Why it matters: TSMC is expanding its Phoenix footprint, expediting already ambitious plans and cementing Arizona's status as a national semiconductor hub.
- TSMC's Arizona facility is part of its grand plan to diversify semiconductor manufacturing away from Taiwan's political volatility and to support a bipartisan U.S. national security push to increase domestic chips production and accelerate the AI economy.
State of play: In a quarterly earnings call, TSMC chairman and CEO CC Wei announced the company will increase production of the silicon disks used to make computer chips at the second of its six planned factories, known as fabs.
- Fab 2 will manufacture the company's 3-nanometer chips.
- TSMC also might ramp up the production schedule at its third fab — which broke ground in April — due to strong AI demand.
What they're saying: "We are seeing strong interest from our leading U.S. customers and are working on speeding up the volume production schedule by several quarters to support their need," Wei said.
- TSMC produces chips for tech giants including Apple and Nvidia.
Catch up quick: The company announced at its last quarterly earnings call in April it will produce 30% of its most advanced chips in Arizona once all six fabs are operational.

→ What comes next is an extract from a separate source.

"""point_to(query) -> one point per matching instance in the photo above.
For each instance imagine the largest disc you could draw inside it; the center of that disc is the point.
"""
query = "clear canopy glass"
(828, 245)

- Production at the first fab began in late 2024, and its output is now comparable to TSMC's fabs in Taiwan, Wei said.
- TSMC is also planning two advanced packaging facilities and a research-and-development site in Arizona, which, combined with the six fabs, will constitute a "gigafab cluster" in the state to produce technology for smartphones, AI and high-performance computing.

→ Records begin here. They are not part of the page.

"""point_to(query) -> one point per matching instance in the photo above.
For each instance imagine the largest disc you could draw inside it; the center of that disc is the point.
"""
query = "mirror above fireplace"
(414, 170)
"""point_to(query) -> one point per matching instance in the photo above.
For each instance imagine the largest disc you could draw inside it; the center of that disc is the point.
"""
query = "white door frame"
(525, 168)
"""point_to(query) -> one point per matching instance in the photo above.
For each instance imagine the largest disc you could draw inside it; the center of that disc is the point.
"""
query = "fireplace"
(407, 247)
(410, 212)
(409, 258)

- The company announced in March it would invest an additional $100 billion in U.S. production, on top of the existing $65 billion commitment in Arizona.

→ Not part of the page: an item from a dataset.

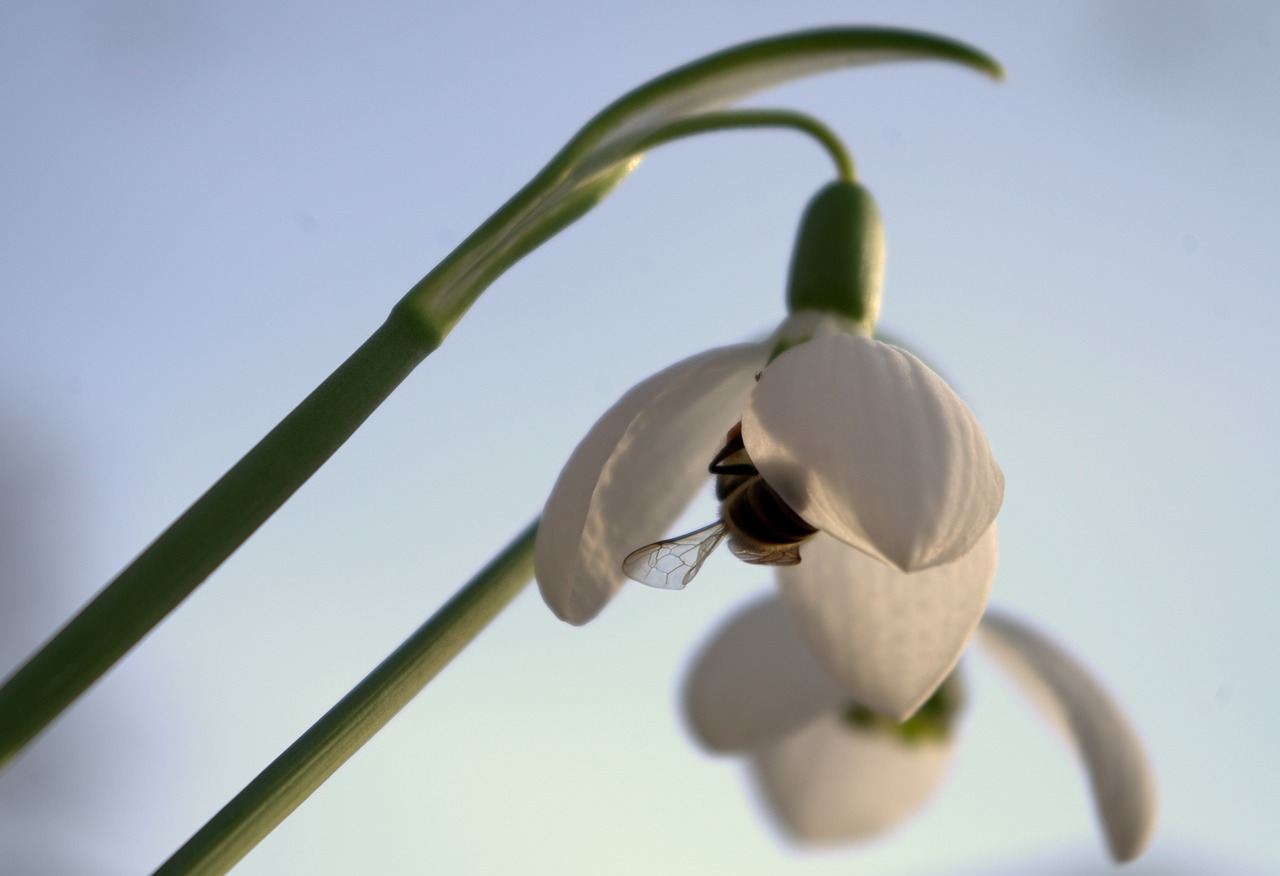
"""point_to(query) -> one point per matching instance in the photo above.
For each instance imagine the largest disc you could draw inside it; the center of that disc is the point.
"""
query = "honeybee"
(760, 528)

By the numbers: TSMC's revenue in the second quarter of 2025 was about $30 billion, a nearly 18% increase from the previous quarter, and up more than 44% from the same period last year.
- The company reported record profits last quarter, with income of about $13.5 billion.
Editor's note: This story has been corrected to reflect that TSMC announced in March it would invest $100 billion in U.S. production on top of its existing $65 billion (not million) commitment in Arizona.